La conversación tiene lugar en una sala del Centro Ellacuría, en Bilbao, donde Diego acude todos los martes en calidad de voluntario. Allí gestiona una sala de informática para inmigrantes, ayuda en lo que haga falta y, además, sociabiliza. «Al acabarse el primer año del doctorado, la referencia humana se diluyó. Decidí acercarme y vincularme a un proyecto colectivo por salud mental y por hacer algo distinto que me sacara del escritorio», explica.
En esa búsqueda de acercamientos conoció al padre Xabier Zábalo y al boliviano Juan Carlos Aguirre, con quienes fundó un grupo de música y dio un 'mini concierto' en enero; pero también encontró que el contacto más cercano con otras realidades migratorias le permitía enriquecer los contenidos de su investigación. «Este es un lugar donde pasan muchas cosas», dice. Cosas que disparan preguntas, generan reflexiones y plantean enfoques «sugerentes» para analizar la sociedad actual.
Porque a eso, en principio, ha venido. A estudiar y analizar el fenómeno migratorio y la interculturalidad combinando la antropología, la sociología y el derecho. Aunque Diego García siempre se había dedicado a la filosofía política, quiso profundizar en los escritos de John Rawls, autor de la Teoría de la Justicia. «Uno investiga sobre lo que ignora», dice. «A Rawls le preocupaba que las sociedades democráticas pudieran poner en práctica el sentido de justicia de manera espontánea y cómo eso incidiría en el aumento de la estabilidad social. Me resulta interesante el planteamiento».
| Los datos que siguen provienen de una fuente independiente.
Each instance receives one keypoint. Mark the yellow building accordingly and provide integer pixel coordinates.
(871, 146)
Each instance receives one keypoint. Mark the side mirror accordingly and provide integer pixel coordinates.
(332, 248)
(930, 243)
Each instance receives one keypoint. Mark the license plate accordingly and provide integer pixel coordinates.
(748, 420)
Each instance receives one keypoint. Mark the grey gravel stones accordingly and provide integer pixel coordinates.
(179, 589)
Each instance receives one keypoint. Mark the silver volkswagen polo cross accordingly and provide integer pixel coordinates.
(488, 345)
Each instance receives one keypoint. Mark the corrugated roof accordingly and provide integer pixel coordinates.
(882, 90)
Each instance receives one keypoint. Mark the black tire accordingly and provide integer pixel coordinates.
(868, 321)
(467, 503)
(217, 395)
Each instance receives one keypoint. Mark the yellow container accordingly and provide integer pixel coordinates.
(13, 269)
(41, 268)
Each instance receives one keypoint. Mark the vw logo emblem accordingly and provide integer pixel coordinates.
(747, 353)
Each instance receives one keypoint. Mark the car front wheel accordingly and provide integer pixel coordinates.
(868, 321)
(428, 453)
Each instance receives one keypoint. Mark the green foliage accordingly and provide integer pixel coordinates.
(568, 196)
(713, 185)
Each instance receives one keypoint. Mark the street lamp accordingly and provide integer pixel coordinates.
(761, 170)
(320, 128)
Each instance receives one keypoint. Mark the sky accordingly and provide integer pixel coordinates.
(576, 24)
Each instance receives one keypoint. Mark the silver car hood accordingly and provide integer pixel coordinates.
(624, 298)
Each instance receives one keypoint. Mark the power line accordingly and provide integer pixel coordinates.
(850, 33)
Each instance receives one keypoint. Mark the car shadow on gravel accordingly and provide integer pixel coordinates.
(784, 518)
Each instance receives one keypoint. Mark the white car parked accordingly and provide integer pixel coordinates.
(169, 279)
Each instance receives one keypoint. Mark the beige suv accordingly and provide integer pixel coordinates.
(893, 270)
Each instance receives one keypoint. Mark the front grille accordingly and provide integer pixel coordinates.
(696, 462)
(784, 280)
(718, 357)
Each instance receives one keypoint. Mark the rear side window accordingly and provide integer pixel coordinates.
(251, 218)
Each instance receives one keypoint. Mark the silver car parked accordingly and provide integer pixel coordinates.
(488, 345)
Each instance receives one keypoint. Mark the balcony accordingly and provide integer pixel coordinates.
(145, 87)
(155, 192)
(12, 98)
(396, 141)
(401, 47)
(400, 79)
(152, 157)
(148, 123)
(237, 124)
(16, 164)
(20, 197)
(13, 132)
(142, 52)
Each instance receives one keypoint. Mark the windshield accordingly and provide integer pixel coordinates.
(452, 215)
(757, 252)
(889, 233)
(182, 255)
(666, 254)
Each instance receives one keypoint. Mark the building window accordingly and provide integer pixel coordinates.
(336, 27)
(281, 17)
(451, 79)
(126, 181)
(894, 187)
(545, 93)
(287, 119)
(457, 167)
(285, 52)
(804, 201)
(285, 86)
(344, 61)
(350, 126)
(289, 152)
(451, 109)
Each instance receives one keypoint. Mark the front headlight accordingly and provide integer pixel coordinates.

Lo que a Diego le interesa saber es si la gente querría ser justa con los demás si no estuviera obligada por las normas. «Se supone que haber recibido un trato justo fortalece el deseo de actuar de igual modo, pero la sociedad moderna genera muchas diferencias y el fenómeno migratorio pone a prueba la autoestima de cualquiera», indica. Precisamente es la autoestima, sumada al reconocimiento social, lo que pone en marcha unos mecanismos personales en quien emigra.
«Una cosa es ser diferentes y otra cosa es ser desiguales. Quien no recibe respeto, por mucho que se quiera a sí mismo, tiene la autoestima en riesgo. Pero, ¿es verdad que sólo queremos igualdad? Aunque decimos que nos conformamos con un trato justo y prácticamente han desaparecido los títulos nobiliarios, sí buscamos el reconocimiento porque la sociedad actual premia al mérito. Y un inmigrante, en general, no sólo va a parar a lo más bajo de la consideración social, también es objeto de estigmatizaciones; es decir, de reconocimientos que denigran».
La doble vida
En esta línea, Diego García señala que, en lo personal, se ha sentido «espléndidamente» en el País Vasco, aunque también señala un matiz: «Yo soy estudiante de postrado. No soy inmigrante, soy extranjero. Con esto quiero decir que hay consideraciones discriminatorias, y extranjeros de diferentes categorías». Para él, las migraciones provocan una «dialéctica extrañísima» en la que los protagonistas, los inmigrantes, acaban llevando una doble vida. «Mientras aquí están marginados y se sienten invisibles y solos, en sus países de origen son 'alguien'; aumenta la consideración de sus pares y sus vidas y hazañas alcanzan dimensiones casi heroicas. La paradoja es que no eres donde estás y eres donde no estás».
La dinámica le produce impresión; más que nada porque le ha hecho constatar algo que se vive a otros niveles. «Todos tenemos más de una identidad, y articularlas a todas es complicado. Pero la condición de emigrante se vuelve hegemónica, lo abarca todo y parece anular al resto de las dimensiones del ser humano, que es más que un pasaporte y un número».